The FCC is proposing to amend its rule on consent to close a so-called “lead generator loophole.” Lead generators are entities that collect personal information, including telephone numbers, from consumers and sell it to third parties, who then use that information to solicit consumers to purchase goods or services.
“Telemarketers, voice service providers and scammers need people to call (and/or text),” the attorneys general said, so lead generators have “proliferated into a billion-dollar industry.”
A common lead generator practice is to offer a consumer a quote for a good or service online, such as for insurance products, and in order to receive the quote, the consumer has to agree to receive calls or texts from the lead generator’s “marketing partners.”

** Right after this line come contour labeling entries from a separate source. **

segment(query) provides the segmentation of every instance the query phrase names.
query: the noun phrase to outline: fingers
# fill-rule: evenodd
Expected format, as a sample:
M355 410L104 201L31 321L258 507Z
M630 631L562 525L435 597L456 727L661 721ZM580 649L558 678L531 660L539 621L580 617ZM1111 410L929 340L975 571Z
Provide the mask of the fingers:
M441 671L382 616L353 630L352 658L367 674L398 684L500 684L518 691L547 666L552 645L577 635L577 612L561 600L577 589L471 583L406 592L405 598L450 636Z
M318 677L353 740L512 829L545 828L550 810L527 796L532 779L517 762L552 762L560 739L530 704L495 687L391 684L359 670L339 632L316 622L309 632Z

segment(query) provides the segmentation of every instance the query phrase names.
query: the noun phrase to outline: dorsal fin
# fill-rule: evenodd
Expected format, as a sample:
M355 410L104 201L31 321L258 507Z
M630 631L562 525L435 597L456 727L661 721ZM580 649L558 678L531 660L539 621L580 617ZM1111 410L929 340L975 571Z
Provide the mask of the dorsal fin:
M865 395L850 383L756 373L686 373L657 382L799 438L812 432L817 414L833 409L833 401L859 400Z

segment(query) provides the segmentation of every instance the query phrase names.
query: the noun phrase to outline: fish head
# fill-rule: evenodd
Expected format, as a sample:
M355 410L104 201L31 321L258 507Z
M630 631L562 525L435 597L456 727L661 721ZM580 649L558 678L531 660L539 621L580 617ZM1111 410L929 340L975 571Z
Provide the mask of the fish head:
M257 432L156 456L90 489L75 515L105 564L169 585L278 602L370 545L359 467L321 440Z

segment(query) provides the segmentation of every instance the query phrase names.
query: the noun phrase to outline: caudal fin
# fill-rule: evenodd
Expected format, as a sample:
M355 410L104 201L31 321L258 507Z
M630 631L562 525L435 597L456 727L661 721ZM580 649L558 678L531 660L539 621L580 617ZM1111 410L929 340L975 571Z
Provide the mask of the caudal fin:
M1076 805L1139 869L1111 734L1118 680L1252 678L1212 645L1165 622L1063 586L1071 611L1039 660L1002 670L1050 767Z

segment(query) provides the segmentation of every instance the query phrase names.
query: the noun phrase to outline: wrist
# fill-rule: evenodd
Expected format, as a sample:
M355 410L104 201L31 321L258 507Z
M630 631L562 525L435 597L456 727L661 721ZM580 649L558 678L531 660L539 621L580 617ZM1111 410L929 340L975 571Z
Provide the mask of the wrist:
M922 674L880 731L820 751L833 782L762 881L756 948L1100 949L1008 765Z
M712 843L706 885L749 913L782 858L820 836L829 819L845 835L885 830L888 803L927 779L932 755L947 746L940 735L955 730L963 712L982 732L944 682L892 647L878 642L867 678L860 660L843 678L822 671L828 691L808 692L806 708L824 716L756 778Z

The attorneys general urge the FCC to draw a “clear line in the sand,” adopting a rule where consumers can consent to be called by a single seller, and that there be a “clear and conspicuous disclosure” of the consequences of providing the requested consent.
Joining in the letter are attorneys general from Alabama, Alaska, Arizona, California, Colorado, Connecticut, District of Columbia, Illinois, Maine, Maryland, Massachusetts, Michigan, Minnesota, Mississippi, New Jersey, North Carolina, North Dakota, Ohio, Oklahoma, Oregon, Pennsylvania, South Carolina, Tennessee, Vermont, Washington, Wisconsin and Wyoming.